Im Kampf gegen Rechts müssen alle demokratischen Parteien zusammenstehen.

(Zustimmung von Frau Mittendorf, SPD)

Das gilt auch für den bevorstehenden Wahlkampf.

(Zuruf von der FDP)

- Das ist doch kein Vorwurf. Sie müssen doch nicht gleich wieder - -

(Zuruf von Frau Dr. Hüskens, FDP)

Aber ich betone es noch einmal: Bei allem Streit unter Demokraten ist es das, was uns im Wahlkampf auch zusammenhalten muss. Wir werden uns noch trefflich streiten und uns immer wieder auch treffen und uns über Konzepte auseinander setzen und darüber, was uns trennt und was uns eint. Aber bei all diesem Streit - das meine ich zutiefst ehrlich - muss es den Grundkonsens geben, dass wir eine Sache gemeinsam bekämpfen: Die Rechten dürfen nie wieder in diesen Landtag kommen. Das muss uns wiederum einen.

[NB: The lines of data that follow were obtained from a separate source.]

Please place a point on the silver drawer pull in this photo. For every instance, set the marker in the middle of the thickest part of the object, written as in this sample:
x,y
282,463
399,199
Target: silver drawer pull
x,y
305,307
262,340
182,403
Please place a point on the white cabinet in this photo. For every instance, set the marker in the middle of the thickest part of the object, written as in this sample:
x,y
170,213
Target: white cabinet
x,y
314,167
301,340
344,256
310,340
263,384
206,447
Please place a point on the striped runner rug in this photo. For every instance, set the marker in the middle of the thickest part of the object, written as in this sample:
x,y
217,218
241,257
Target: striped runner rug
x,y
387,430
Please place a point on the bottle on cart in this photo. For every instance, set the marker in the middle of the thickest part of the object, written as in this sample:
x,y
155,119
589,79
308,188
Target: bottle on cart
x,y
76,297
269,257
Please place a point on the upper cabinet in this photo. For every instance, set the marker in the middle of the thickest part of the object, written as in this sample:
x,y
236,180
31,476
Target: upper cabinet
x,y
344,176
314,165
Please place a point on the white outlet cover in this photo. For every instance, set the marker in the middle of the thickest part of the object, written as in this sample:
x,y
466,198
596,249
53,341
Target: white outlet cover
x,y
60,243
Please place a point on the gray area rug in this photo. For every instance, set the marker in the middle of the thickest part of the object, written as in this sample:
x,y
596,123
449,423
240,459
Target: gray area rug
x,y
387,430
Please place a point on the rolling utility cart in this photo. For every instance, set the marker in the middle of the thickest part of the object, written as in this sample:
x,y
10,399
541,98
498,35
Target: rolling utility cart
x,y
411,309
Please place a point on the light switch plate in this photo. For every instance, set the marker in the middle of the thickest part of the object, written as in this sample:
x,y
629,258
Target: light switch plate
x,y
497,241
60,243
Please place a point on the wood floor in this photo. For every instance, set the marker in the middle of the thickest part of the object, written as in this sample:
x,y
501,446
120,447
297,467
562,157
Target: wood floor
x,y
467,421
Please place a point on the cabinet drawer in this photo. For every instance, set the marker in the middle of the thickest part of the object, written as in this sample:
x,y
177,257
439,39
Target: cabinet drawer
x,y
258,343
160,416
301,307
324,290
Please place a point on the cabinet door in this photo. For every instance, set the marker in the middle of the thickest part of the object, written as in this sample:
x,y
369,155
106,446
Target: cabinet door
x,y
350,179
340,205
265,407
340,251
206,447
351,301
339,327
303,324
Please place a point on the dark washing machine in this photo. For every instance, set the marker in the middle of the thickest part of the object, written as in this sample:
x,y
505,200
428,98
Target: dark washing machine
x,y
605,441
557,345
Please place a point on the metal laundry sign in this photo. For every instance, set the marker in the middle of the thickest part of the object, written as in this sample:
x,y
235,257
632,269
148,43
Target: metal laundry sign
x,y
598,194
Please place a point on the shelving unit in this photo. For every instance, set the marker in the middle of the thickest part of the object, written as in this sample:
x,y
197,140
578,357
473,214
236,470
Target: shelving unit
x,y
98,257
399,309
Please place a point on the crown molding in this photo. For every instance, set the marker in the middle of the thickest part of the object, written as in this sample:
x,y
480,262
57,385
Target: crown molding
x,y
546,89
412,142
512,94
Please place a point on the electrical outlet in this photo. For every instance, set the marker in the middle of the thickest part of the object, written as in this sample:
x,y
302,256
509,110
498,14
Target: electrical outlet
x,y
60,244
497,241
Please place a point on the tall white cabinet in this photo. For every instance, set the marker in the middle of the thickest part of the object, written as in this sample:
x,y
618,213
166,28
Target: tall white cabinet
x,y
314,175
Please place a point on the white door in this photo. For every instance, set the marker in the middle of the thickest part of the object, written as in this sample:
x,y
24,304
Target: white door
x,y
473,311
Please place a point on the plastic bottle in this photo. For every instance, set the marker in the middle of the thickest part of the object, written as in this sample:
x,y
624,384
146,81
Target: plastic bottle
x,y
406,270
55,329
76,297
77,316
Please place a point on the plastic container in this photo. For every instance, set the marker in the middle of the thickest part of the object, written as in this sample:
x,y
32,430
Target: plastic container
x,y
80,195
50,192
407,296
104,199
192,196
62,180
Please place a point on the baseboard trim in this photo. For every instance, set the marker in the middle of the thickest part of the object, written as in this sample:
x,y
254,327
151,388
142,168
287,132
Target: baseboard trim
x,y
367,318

(Beifall bei allen Fraktionen)

Vielen Dank, Herr Bullerjahn. - Zunächst hat Herr Ministerpräsident Professor Böhmer um das Wort gebeten. Bitte, Herr Ministerpräsident.

Herr Präsident! Meine sehr verehrten Damen und Herren! Nach diesem Auftakt der Diskussion fällt es mir ausgesprochen leicht zu sagen, dass sich auch die Landeregierung dem Anliegen, ein gemeinsames Zeichen

zu setzten, vollinhaltlich anschließt und wir bereit sind, dieses gemeinsame Zeichen mit Ihnen zusammen zu setzen.

Aber ich bitte auch um Verständnis dafür, dass die Exekutive natürlich etwas mehr tun muss, als Erklärungen abzugeben. Deswegen würde ich gern auch etwas zu den anderen Problemen sagen, ohne diesen Grundkonsens dadurch in irgendeiner Weise infrage zu stellen.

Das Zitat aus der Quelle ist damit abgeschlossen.